Morto George Zimbel, fotografo umanista noto per lo scatto più iconico di Marilyn Monroe

L’autore di origini americane fu allievo della Photo League, e nel Dopoguerra respirò l’urgenza della fotografia “sociale”, centrata sulla gente comune. Ma immortalò anche celebri personalità, tra cui la Marilyn con la gonna alzata dal vento

Aveva 93 anni George Zimbel, fotografo e documentarista americano-canadese, classe 1929. Con la sua scomparsa, nella casa di Montréal che l’aveva accolto dall’inizio degli Anni Ottanta, si chiude l’era della Photo League, collettivo di fotografi attivo a New York tra gli Anni Trenta e Cinquanta per sperimentare le applicazioni di una fotografia “socialmente consapevole” (si guardi, in merito, il documentario Ordinary Miracles. The Photo League’s New York, di Daniel Allentuck e Nina Rosenblum, 2012), che ebbe grande seguito presso chi all’epoca volesse abbracciare il mestiere di fotoreporter, grazie all’approccio diretto alle tematiche della quotidianità, alle storie della gente comune e all’esplorazione dei quartieri cittadini (di quel gruppo si ricordano Arthur “Weegee” Fellig, Dorothea Lange, Paul Strand, Lisette Model).

George Zimbel

George Zimbel

GEORGE ZIMBEL. DALLA PHOTO LEAGUE A MARILYN MONROE

Zimbel, nato a Woburn, in Massachusetts, da una famiglia di immigrati ebrei, aveva studiato alla Photo League sotto la guida di John Ebstel, per poi frequentare la Columbia University di New York e ottenere una borsa di studio per la New School for Social Research sotto la guida di Alexey Brodovitch. In quegli anni, anche per merito dell’incontro con Edward Steichen, allora curatore del Museum of Modern Art di New York, iniziò a maturare la decisione di intraprendere la carriera fotografica e si arruolò come fotografo nell’esercito americano, finendo in Europa al seguito delle truppe durante il periodo della ricostruzione post-bellica.

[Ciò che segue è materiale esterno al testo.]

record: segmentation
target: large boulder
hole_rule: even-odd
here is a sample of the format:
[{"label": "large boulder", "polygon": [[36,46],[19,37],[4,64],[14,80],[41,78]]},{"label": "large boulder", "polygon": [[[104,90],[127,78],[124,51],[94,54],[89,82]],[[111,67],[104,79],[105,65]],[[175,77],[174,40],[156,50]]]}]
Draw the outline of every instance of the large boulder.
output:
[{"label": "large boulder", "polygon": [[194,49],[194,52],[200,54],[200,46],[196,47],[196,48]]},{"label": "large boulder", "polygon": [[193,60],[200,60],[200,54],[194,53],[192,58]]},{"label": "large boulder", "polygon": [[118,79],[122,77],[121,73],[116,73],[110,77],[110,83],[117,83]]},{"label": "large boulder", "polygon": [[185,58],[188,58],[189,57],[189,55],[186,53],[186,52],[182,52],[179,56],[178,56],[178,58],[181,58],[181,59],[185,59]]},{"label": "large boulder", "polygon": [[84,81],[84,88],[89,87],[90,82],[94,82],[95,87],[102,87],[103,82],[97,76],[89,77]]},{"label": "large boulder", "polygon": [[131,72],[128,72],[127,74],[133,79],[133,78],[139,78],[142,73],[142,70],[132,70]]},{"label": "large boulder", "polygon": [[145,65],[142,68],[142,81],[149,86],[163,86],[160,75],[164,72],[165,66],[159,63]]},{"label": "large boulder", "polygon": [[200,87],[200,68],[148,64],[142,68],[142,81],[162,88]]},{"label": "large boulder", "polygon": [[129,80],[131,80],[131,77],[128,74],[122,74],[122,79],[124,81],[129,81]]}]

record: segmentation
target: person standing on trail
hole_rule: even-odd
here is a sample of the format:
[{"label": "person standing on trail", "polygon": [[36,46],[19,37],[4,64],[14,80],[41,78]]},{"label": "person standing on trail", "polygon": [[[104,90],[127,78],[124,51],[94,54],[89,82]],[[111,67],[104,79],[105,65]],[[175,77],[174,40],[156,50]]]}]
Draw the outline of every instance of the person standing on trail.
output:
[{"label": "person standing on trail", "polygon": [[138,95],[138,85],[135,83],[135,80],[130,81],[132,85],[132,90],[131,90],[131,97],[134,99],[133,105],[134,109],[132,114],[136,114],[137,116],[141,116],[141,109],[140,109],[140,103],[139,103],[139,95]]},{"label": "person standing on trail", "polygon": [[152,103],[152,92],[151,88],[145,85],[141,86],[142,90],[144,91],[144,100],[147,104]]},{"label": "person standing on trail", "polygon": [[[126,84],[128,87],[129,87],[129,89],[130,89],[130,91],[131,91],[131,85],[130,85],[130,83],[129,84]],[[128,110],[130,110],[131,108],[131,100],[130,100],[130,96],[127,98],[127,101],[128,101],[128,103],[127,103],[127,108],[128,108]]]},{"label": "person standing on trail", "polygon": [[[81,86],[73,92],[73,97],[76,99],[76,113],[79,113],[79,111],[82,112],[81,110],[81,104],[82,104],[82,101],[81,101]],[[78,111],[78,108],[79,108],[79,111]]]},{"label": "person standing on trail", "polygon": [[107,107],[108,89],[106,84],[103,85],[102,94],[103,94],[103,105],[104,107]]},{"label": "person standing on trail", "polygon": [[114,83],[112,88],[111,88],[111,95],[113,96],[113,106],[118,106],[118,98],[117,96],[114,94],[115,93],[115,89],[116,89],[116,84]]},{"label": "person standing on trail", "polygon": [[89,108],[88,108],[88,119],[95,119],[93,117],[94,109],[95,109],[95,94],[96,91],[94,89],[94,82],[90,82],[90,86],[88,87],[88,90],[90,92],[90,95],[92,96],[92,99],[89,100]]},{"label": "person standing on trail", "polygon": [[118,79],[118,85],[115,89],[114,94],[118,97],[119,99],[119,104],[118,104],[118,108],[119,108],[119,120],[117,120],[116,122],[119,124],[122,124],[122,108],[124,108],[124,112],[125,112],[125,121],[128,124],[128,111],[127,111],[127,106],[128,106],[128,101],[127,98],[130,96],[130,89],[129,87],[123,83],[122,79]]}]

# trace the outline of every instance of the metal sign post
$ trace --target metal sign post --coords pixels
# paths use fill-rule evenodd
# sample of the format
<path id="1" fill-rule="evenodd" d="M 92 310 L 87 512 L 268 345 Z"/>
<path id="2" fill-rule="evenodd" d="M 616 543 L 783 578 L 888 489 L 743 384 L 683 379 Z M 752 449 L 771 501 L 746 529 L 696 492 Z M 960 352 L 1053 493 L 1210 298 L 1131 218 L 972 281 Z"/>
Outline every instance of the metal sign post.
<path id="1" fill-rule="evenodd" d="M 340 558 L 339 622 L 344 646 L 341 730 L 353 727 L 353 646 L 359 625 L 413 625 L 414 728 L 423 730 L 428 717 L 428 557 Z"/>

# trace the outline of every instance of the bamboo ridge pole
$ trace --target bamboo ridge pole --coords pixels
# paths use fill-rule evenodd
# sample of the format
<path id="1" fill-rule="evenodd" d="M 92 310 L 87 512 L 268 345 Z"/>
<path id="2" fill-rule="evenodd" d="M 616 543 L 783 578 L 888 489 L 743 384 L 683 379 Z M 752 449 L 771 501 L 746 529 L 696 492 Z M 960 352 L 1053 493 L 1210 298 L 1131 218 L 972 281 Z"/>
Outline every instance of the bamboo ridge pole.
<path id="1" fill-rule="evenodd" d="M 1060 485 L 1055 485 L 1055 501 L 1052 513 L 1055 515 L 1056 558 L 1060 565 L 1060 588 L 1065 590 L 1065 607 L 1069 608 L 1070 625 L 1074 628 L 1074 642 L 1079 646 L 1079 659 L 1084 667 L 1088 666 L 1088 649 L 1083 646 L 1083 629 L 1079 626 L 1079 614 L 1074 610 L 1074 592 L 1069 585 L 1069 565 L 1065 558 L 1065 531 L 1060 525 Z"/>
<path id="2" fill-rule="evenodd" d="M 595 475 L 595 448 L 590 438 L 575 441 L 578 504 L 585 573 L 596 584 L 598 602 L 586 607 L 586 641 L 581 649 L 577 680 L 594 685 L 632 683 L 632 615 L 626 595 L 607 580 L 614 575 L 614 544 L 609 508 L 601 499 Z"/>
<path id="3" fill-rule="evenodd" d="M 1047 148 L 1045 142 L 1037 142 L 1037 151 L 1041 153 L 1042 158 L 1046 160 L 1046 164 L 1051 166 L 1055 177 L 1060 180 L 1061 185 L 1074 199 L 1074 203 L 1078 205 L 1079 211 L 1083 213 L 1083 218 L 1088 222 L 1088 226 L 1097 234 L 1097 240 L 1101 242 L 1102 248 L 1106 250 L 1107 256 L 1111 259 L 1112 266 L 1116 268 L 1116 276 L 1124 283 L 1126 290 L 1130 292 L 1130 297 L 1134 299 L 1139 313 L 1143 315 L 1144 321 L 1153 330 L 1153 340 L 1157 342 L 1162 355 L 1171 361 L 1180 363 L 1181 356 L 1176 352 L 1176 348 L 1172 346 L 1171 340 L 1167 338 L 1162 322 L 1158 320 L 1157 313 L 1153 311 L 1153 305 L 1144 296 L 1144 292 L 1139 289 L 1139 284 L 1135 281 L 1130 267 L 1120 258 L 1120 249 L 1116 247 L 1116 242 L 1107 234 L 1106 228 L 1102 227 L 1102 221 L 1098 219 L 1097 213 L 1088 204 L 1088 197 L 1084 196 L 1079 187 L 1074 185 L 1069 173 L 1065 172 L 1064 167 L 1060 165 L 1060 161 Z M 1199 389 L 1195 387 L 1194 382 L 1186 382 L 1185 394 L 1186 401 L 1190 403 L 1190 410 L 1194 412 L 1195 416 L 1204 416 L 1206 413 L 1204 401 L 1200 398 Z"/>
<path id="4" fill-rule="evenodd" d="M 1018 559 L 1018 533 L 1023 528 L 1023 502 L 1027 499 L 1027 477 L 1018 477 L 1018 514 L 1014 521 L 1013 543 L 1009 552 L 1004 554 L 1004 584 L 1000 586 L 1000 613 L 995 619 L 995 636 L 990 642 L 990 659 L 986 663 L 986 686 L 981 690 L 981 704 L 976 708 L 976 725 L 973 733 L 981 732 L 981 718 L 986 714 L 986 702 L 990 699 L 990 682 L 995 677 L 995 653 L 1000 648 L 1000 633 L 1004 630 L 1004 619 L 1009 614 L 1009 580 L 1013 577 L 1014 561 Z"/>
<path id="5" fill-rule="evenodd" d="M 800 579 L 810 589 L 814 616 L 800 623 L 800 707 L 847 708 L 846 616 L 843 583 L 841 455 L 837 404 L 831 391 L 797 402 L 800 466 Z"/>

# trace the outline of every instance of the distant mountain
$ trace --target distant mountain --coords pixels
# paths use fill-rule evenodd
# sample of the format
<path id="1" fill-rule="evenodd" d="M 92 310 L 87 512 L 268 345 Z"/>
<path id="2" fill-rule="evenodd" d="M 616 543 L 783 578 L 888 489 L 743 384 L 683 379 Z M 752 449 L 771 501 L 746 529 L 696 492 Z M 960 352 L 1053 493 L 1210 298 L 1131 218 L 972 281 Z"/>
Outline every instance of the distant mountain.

Sebbene gran parte della sua attività da freelance – soprattutto a partire dagli Anni Sessanta e lavorando assiduamente per il New York Times – sia stata caratterizzata dall’approccio documentaristico mutuato dal gruppo della Photo League, Zimbel resterà nella storia della fotografia per gli scatti di Marilyn Monroe con l’abito bianco alzato dal passaggio della metropolitana, realizzati in occasione di una campagna commissionatagli dall’agenzia Pix nel 1954, per promuovere il film Quando la moglie è in vacanza del regista Billy Wilder. La sequenza iconica della diva di Hollywood fu però “sfruttata” da Zimbel solo molti anni più tardi, quando, dal 1976, il fotografo, che non vendette mai gli scatti, iniziò a stamparli per esporli in mostre personali. Al suo obiettivo si devono peraltro ritratti di altre celebri personalità dell’epoca, da Jacqueline Kennedy e John Kennedy durante un’uscita pubblica a New York nel 1960 alla regina Elisabetta II, a Pierre Elliott Trudeau.

George Zimbel

George Zimbel

IL FOTOGRAFO DELL’UMANITÀ

Però il focus dei decenni a seguire si spostò sulla gente comune, in scatti in presa diretta, stampati prevalentemente in bianco e nero, tecnica preferita da Zimbel per la sua resa espressiva: “Sono un fotografo dell’era moderna” diceva di sé e del suo lavoro “interessato innanzitutto alla vita delle persone”. Nel ribadirlo, Zimbel non mancava di marcare la differenza tra il suo approccio e quello di certi autori “contemporanei”, dediti a fotografare “una sedia, un oggetto, il nulla”: “Non comprendo questo approccio, anche se lo rispetto. Ma io sono interessato all’umanità”. L’ultima parte della sua lunga carriera si è svolta, già superati gli ottant’anni, nello studio di Saint-Joseph Boulevard, a Montreal: in Canada, Zimbel si trasferì con sua moglie solo nel 1980, dopo un decennio trascorso a gestire una fattoria nella contea del Queens, sull’Isola del Principe Edoardo, a partire dal 1971, quando abbandonò gli Stati Uniti per protestare contro la guerra in Vietnam (rivelazione condivisa solo in vecchiaia). Del 2016 è il documentario Zimbelism, che del fotografo racconta vita e mestiere. Dagli Anni Duemila le sue foto – le cui stampe originali sono entrate nelle collezioni di musei di tutto il mondo, dal MoMa al Tokyo Metropolitan Museum of Photography, e acquistate da diversi collezionisti privati – sono state oggetto di numerose mostre, tra cui la monografica a lui dedicata dal Museo di Belle Arti di Montreal nel 2015.